Keyi Liu,Yeqi Luo,Weidong Yang,Jingyi Xu,Zhijun Li,Wen-Ming Chen,Ben Fei
DOI: https://doi.org/10.48550/arXiv.2409.04963
2024-09-08
Abstract:Self-supervised learning of point cloud aims to leverage unlabeled 3D data to learn meaningful representations without reliance on manual annotations. However, current approaches face challenges such as limited data diversity and inadequate augmentation for effective feature learning. To address these challenges, we propose GS-PT, which integrates 3D Gaussian Splatting (3DGS) into point cloud self-supervised learning for the first time. Our pipeline utilizes transformers as the backbone for self-supervised pre-training and introduces novel contrastive learning tasks through 3DGS. Specifically, the transformers aim to reconstruct the masked point cloud. 3DGS utilizes multi-view rendered images as input to generate enhanced point cloud distributions and novel view images, facilitating data augmentation and cross-modal contrastive learning. Additionally, we incorporate features from depth maps. By optimizing these tasks collectively, our method enriches the tri-modal self-supervised learning process, enabling the model to leverage the correlation across 3D point clouds and 2D images from various modalities. We freeze the encoder after pre-training and test the model's performance on multiple downstream tasks. Experimental results indicate that GS-PT outperforms the off-the-shelf self-supervised learning methods on various downstream tasks including 3D object classification, real-world classifications, and few-shot learning and segmentation.
Computer Vision and Pattern Recognition
What problem does this paper attempt to address?

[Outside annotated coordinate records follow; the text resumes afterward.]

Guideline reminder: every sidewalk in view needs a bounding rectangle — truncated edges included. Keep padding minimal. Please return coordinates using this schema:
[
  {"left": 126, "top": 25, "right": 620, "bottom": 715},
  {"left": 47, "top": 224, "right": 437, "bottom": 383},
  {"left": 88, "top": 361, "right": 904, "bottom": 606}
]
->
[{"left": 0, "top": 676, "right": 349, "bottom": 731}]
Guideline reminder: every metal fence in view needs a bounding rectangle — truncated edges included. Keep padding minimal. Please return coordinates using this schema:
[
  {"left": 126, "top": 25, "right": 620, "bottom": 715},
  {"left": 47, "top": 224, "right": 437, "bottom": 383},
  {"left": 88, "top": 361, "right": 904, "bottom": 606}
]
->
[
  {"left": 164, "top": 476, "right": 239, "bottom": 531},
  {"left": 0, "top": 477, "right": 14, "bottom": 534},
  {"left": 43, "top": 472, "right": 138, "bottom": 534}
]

The problem this paper attempts to address is: how to effectively learn meaningful representations from large-scale unlabeled 3D point cloud data using self-supervised learning methods, without relying on manual annotations. Specifically, current self-supervised learning methods face two main challenges when dealing with 3D point clouds: 1. **Data diversity and the scarcity of high-quality multimodal data pairs**: Effective self-supervised learning requires integrating information from various sources (such as point clouds, rendered RGB images, and depth maps), but these high-quality data pairs are very scarce in practical applications. 2. **Simple geometric transformations lead to single-feature representations**: Existing self-supervised learning methods typically rely on simple geometric transformations to augment data, which results in overly simplistic feature representations and affects the model's generalization ability. To address these challenges, the paper proposes GS-PT (Gaussian Splatting for Point Cloud Self-Supervised Learning), which for the first time applies 3D Gaussian Splatting (3DGS) technology to self-supervised learning of point clouds. By introducing 3DGS, GS-PT can generate enhanced point cloud distributions and new viewpoint images, thereby achieving richer data augmentation and cross-modal contrastive learning. Specifically, GS-PT uses multi-view rendered images as input to generate enhanced point cloud distributions and new viewpoint images, and combines depth map features to optimize multiple tasks, enriching the tri-modal self-supervised learning process and enabling the model to better utilize the associations between 3D point clouds and 2D images. Experimental results show that GS-PT outperforms existing self-supervised learning methods on multiple downstream tasks (such as 3D object classification, real-world classification, few-shot learning, and segmentation).